If your dates are flexible, book June. If they are not, pick your window, book early, and let the region do the rest. The only thing families consistently regret is waiting too long to sort the accommodation.
Holidays in Charente
If you and your family are looking for a truly unforgettable experience in France, Longeveau is the kind of place that makes everything else feel a little ordinary by comparison.
Tucked into the Charente, one of the quieter and more genuinely unspoiled corners of southwest France, Longeveau sits in exactly the landscape this article has been describing. Rolling countryside, stone villages, a pace that asks nothing of you except to slow down. The Charente river winds through this part of France in no particular hurry, and after a few days here, neither will you.
It works for families in a way that bigger, more famous destinations often do not. There is space. There is quiet. There is enough to fill a week comfortably without the feeling that you are working through a checklist. Children who arrive wound up from the school run and the journey tend to decompress here faster than anywhere else in France. Parents notice it too, usually by the second morning.
The surrounding area gives you everything the wider region offers, medieval villages, markets, rivers, and countryside, without the crowds that descend on Sarlat or the Dordogne valley in July and August. You get the France that people come looking for, and you actually find it.

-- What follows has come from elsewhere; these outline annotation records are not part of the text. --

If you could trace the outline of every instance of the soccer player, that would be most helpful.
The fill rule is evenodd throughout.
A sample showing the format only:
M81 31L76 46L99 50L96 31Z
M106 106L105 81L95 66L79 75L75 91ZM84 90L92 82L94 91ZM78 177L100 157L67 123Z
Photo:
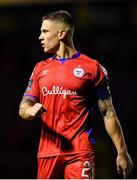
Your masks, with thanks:
M42 119L37 177L95 178L91 121L97 100L117 150L117 170L126 178L133 163L113 107L107 71L75 49L73 32L73 18L67 11L43 17L39 40L44 52L54 55L36 64L20 103L23 119Z

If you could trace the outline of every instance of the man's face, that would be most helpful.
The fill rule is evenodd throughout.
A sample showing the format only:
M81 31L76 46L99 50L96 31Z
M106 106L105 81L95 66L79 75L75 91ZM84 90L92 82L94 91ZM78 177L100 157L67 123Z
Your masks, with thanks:
M41 26L41 34L39 40L41 41L44 52L56 52L59 48L59 29L58 23L50 20L44 20Z

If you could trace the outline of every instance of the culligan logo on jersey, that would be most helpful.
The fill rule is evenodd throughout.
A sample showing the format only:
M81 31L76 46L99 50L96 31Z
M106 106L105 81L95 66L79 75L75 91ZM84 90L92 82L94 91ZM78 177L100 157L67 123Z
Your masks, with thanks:
M63 98L65 99L69 95L77 95L76 91L71 91L69 89L64 89L63 87L53 86L52 89L48 89L47 87L42 88L43 96L47 95L55 95L55 94L62 94Z

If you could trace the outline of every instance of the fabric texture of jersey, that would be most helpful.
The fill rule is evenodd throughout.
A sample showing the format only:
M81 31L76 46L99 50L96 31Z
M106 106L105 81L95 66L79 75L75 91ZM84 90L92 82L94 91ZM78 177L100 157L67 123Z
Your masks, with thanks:
M36 64L24 96L47 110L41 117L38 157L94 151L92 106L106 75L98 61L81 53L66 61L49 58Z

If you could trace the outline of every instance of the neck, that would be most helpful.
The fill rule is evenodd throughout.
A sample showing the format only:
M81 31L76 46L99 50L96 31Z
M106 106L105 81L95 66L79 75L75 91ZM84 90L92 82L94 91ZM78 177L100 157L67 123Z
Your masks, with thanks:
M64 42L60 42L60 46L58 51L56 52L57 58L70 58L73 54L75 54L77 51L74 48L73 43L66 44Z

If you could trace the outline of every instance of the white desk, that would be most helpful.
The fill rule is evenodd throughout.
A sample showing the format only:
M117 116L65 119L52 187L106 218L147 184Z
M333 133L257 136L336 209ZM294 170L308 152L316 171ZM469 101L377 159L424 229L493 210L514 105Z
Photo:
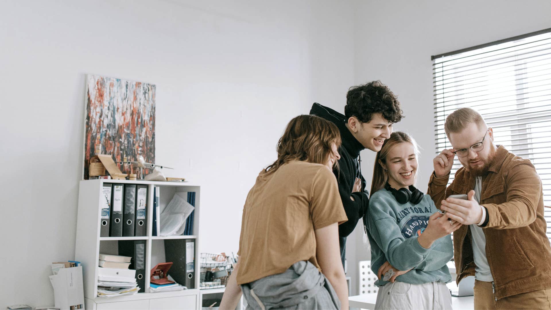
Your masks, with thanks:
M457 288L455 281L447 284L447 286L452 290ZM376 300L376 293L365 294L364 295L350 296L348 297L348 303L350 307L372 310L375 308L375 301ZM474 308L474 299L473 296L465 296L464 297L452 296L451 302L454 310L462 310L463 309L472 309Z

June and September are the ideal months to visit Longeveau, for all the reasons already covered in this guide. The weather is reliable, the region is fully open, and the experience belongs to your family rather than to the summer masses. That said, families who visit in July and August still leave talking about it. The countryside absorbs the season differently here.
Plan your stay at Longeveau and start your family holiday in Charente.
Frequently Asked Questions
What is the best month to visit south west France?
June. The weather is reliably warm at 24°C to 28°C, UK schools are still in session for most of the month which keeps crowds manageable, and the region is fully operational. For families who can travel in the last two weeks of June, it is the closest thing to peak season without peak season density.
Is south west France good in October?
Yes, for the right family. October is quieter, the countryside turns gold, and the food culture is at its most authentic with truffle season beginning and harvest fully underway. Some seasonal accommodation and attractions close from mid-October onwards, so it suits families with flexible school schedules more than those locked into term time.
What is the weather like in south west France in September?
Warm and still very pleasant. Temperatures across the Dordogne and Bordeaux wine region typically sit between 22°C and 26°C through September. The Atlantic coast near Biarritz stays warm enough for beach days well into the month. The heat is noticeably softer than August, which most families with young children find easier to manage.
When should I avoid visiting south west France with kids?
Mid-January through early March is the quietest and most restricted window. Many rural gîtes, village restaurants, and activity operators close completely, and the Dordogne valley in particular offers very little for families expecting a full programme. If you are visiting in this window, plan around Bordeaux, Toulouse, or the Pyrenees ski resorts rather than the rural Périgord.